24 May 2020 | UK NEWS
The Prime Minister’s Chief Advisor, Dominic Cummings, has retained his position despite his alleged breaches of lockdown law. The Prime Minister has said he would not “mark him down” for it.
The aide had faced heavy criticism from all sides of the political spectrum after driving from London to County Durham in the north of England – a journey of 260 miles – to visit his parents in March. At this point, it was against governmental guidelines to go for long journeys.
It has been claimed that he made this journey for childcare reasons, after his wife started displaying Covid-19 symptoms, becoming worried there would be no-one to look after his four-year-old child, had he also fallen ill himself.
Having then returned to London, it was subsequently reported by The Observer and The Sunday Mirror that he had returned to County Durham in April. Mr Cummings has denied these latest allegations.
Leading the press conference this evening, Boris Johnson said:
“I have had extensive face-to-face conversations with Dominic Cummings and I have concluded that, in travelling to find the right kind of childcare, at the moment when both he and his wife were about to be incapacitated by coronavirus – and when he had no alternative – I think he followed the instincts of every father and every parent. And I do not mark him down for that.
“Though there have been many other allegations about what happened when he was in self-isolation and thereafter, some of them palpably false, I believe that in every respect he has acted responsibly and legally and with integrity, and with the overwhelming aim of stopping the spread of the virus and saving lives.”
Johnson had faced mounting pressure from his own party to sack Cummings throughout the day.
Prominent backbencher Steve Baker tweeted: “It is intolerable that Boris’ government is losing so much political capital. Three changes are immediately required: 1 – Govt needs competitive expert advice 2 – Govt must insist on high software engineering standards 3 – Dominic Cummings must go.”
He further added, in a piece for The Critic magazine, that allegations of a further breach in the Sunday papers were a “disaster” and that Mr Cummings “clearly broke at the very least the guidance which kept mums and dads at home”.
He added: “Dominic Cummings must go before he does any more harm to the UK, the Government, the Prime Minister, our institutions or the Conservative Party. Time is up. It is time for Dom to resign so Boris can govern within the conventions and norms which will see us through.”
Conservative backbencher Sir Roger Gale stated in response to Boris Johnson’s decision that it was an “extraordinary position” for the Prime Minister to take.
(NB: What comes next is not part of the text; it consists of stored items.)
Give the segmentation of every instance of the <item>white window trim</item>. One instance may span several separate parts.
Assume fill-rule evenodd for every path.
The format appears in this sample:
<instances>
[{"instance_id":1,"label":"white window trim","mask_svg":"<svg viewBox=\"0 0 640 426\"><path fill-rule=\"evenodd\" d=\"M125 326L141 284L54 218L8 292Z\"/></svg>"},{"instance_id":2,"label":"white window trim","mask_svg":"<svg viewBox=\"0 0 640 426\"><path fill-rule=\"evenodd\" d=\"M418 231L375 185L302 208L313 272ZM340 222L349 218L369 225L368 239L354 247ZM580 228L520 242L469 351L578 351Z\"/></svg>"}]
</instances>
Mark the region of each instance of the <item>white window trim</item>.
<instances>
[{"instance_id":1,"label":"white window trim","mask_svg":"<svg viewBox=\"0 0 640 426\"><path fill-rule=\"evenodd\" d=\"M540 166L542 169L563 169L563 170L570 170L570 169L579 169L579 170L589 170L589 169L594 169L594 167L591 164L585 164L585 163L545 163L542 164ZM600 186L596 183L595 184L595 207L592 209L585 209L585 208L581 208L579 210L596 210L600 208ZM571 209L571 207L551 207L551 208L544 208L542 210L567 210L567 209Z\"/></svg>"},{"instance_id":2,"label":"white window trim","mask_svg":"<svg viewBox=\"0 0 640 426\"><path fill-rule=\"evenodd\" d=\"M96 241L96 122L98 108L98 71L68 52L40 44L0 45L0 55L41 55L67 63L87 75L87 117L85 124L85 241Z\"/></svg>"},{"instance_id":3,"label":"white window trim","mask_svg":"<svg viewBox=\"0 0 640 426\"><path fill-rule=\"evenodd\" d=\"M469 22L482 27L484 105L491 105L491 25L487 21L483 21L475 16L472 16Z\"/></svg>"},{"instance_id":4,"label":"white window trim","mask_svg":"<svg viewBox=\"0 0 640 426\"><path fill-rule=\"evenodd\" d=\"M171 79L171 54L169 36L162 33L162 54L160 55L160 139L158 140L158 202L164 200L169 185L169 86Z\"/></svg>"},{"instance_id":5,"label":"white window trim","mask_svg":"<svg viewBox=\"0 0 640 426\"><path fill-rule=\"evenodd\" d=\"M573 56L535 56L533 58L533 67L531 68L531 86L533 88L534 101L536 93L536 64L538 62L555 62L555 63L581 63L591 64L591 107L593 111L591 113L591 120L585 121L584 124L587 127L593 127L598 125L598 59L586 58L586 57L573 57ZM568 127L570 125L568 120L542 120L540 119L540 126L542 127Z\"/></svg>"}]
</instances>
“It’s up to the Prime Minister to exercise judgement about who he has around him,” he told BBC Radio 5 Live. “In this case, I do think that that judgement is flawed. I don’t think many people will buy into the idea that suddenly, after the event, it’s okay to reinterpret the rules”.
Condemnation also came from the Labour Shadow Cabinet. Shadow Policing Minister Sarah Jones said: “people are rightly feeling is it one rule for us and one rule for the people at the top”.
Elsewhere, on Twitter, a tweet suspected by some to be critical of the Government’s handling of this situation was published by the official UK Civil Service account. It was deleted after 11 minutes, but can be viewed here:
It would not be the first time that an individual in charge of a Twitter account, with a grievance against their employer, has chosen to submit their resignation in this manner.
The official Cabinet Office account has since posted this update:
Labour has also called for an urgent inquiry into the allegations against Mr Cummings. We will bring you further updates on this, should that transpire.